A long-term fix for science education

In Wall Street Journal three experts share their thoughts on how to improve math and science education in the US (Why we are failing math and science, Oct 26 2009). In short, they suggest:

  • recruit better teachers
  • spend more money to attract talent and reward excellence
  • use technology
  • scare people that if they don't compete with Chinese and Indians in education, they will fall behind
  • make K-12 education more competitive and bring business to education

Fear and business are certainly not good strategies, but these suggestions also ignore students as an active component of the system. Students need to value knowledge and education to succeed. So far science has been valued for its capabilities to drive business, medicine, technology, etc. "You see, science and math are very useful, because they can help you to become rich and successful. And they can help our country become richer and more powerful." This is a weak motivation to study math and science because a) connections are not that obvious, especially for children at a young age, b) there are other ways to become rich and successful.

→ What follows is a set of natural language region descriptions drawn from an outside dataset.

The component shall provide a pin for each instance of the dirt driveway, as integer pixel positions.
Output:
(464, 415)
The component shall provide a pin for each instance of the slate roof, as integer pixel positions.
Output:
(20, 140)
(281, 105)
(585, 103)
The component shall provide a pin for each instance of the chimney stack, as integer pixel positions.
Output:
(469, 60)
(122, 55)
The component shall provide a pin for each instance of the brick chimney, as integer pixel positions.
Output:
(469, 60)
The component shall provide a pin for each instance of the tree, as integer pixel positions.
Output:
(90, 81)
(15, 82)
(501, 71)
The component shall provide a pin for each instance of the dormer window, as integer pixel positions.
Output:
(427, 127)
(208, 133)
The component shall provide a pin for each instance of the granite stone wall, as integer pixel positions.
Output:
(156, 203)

Science and math are an essential part of overall learning that every person has to do. It's just part of everybody's life in contemporary society. Growing up includes learning to talk, count, read, think, do math, get some knowledge about how the world works. It is certainly not "fun" to learn and study, because it requires effort and perseverance. Yet one should study, not because there are great material and financial rewards for that, but because there is no other way. Knowledge and striving for knowledge are essential not as a means to something but as an end (a non-ending end). Unless this attitude is adopted, no money, genius teachers, or technology can fix any education system.

Aug 16, 2009

My translation of "Physicists and lyricists"

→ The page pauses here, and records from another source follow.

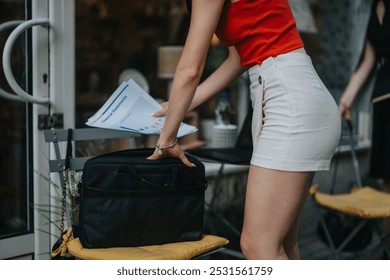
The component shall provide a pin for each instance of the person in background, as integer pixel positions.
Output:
(375, 57)
(296, 125)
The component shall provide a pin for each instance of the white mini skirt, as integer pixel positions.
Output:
(296, 124)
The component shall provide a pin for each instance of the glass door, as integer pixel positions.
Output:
(37, 83)
(16, 224)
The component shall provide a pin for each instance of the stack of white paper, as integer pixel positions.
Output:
(131, 108)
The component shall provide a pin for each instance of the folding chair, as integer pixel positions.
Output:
(174, 251)
(240, 154)
(367, 206)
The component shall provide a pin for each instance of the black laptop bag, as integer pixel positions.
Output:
(128, 200)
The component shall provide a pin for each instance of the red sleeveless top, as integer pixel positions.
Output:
(258, 29)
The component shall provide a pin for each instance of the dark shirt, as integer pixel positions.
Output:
(379, 36)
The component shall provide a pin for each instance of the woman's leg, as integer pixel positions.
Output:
(274, 201)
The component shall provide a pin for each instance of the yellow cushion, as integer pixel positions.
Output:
(171, 251)
(364, 202)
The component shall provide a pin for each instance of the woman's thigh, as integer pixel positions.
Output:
(274, 200)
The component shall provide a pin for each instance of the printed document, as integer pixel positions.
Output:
(131, 108)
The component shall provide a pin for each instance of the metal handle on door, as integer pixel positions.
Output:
(7, 60)
(3, 93)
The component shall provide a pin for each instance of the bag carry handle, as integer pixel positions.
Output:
(355, 161)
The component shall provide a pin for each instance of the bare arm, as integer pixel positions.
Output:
(358, 78)
(226, 73)
(204, 18)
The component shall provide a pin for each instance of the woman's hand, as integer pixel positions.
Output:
(163, 111)
(174, 151)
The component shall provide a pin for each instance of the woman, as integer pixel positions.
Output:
(376, 57)
(295, 127)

In 1959 a Soviet poet Boris Slutsky wrote a poem about scientists and poets (or physicists and lyricists in the original). Few people know this poem (here it is in Russian), but the terms "physicist" and "lyricist" are widely used in Russia to refer to different worlds of science and culture and those who see themselves as belonging to one or both of these worlds.

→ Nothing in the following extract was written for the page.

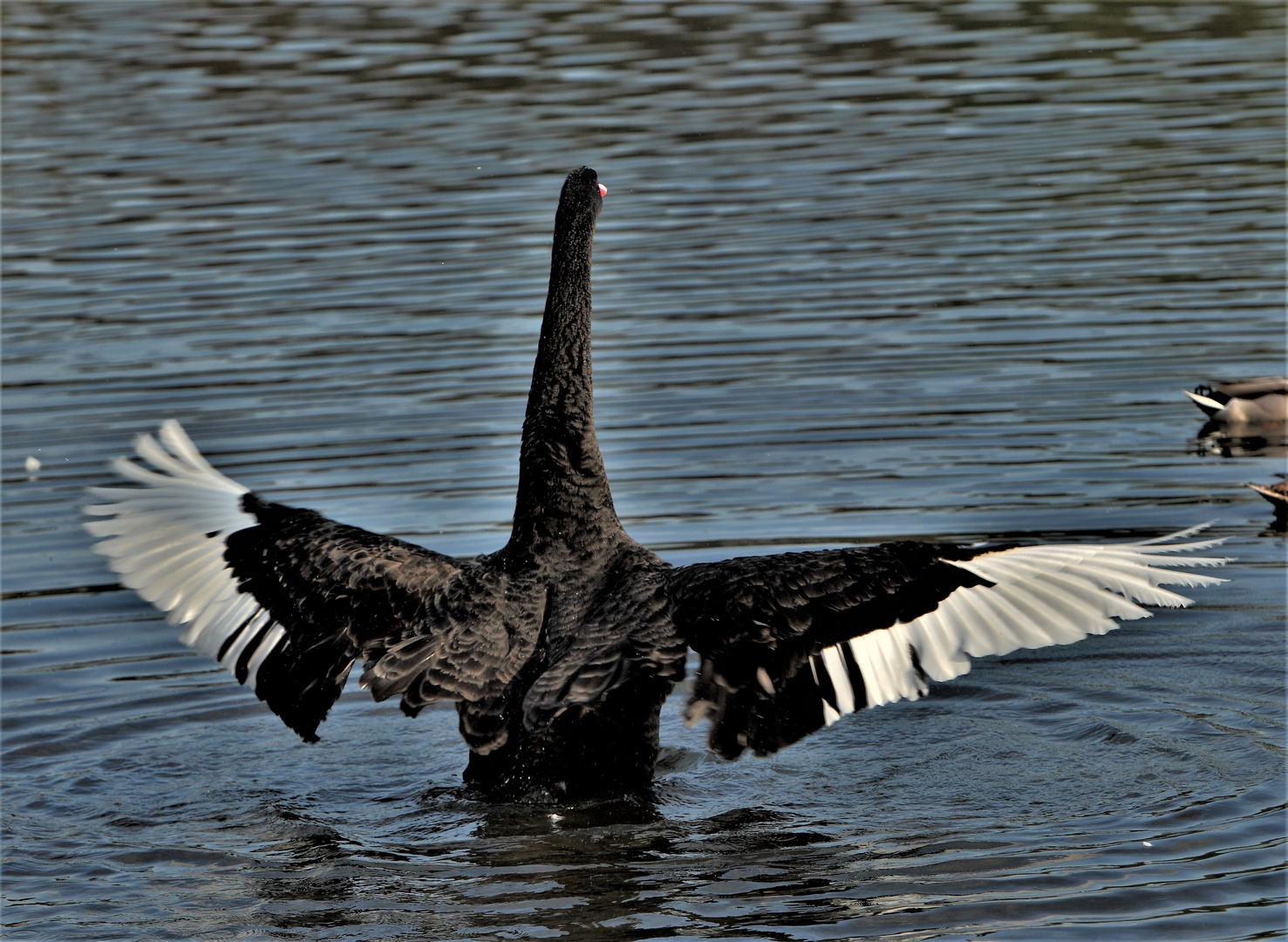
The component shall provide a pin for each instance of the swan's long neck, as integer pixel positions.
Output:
(563, 490)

The poem reflects on why science is valued so much, while poetry is often considered useless. It is a very simple yet powerful verse. And here is my English translation:

Scientists and poets

Somehow scientists are in favor,
Somehow poets are in disgrace.
It has not been done on purpose
Everything has its own place

Did the truth come out in verses?
Did we stir somebody's soul?
Our rhymes are weak and hollow
They can't fly, they barely crawl.

Our stallion Pegasus
Has no wings, no briskly pace.
That's why scientists are in favor,
That's why poets're in disgrace.

It is obvious and clear.
Arguing won't bring a change.
And it even doesn't pain me;
It is interesting and strange

Watching how our soapy poems
Rise and settle in frustration,
And the greatness little by little
goes to numbers and calculation.

Aug 11, 2009

Parts for biomachines

The re-definition of biological systems as machines continues in the press and scholarly publications (Scientists Use Curvy DNA to Build Molecular Parts - NYTimes.com):
You can’t build a machine without parts. That’s true for large machines like engines and pumps, and it’s true for the tiniest machines, the kind that scientists want to build on the scale of molecules to do work inside the body.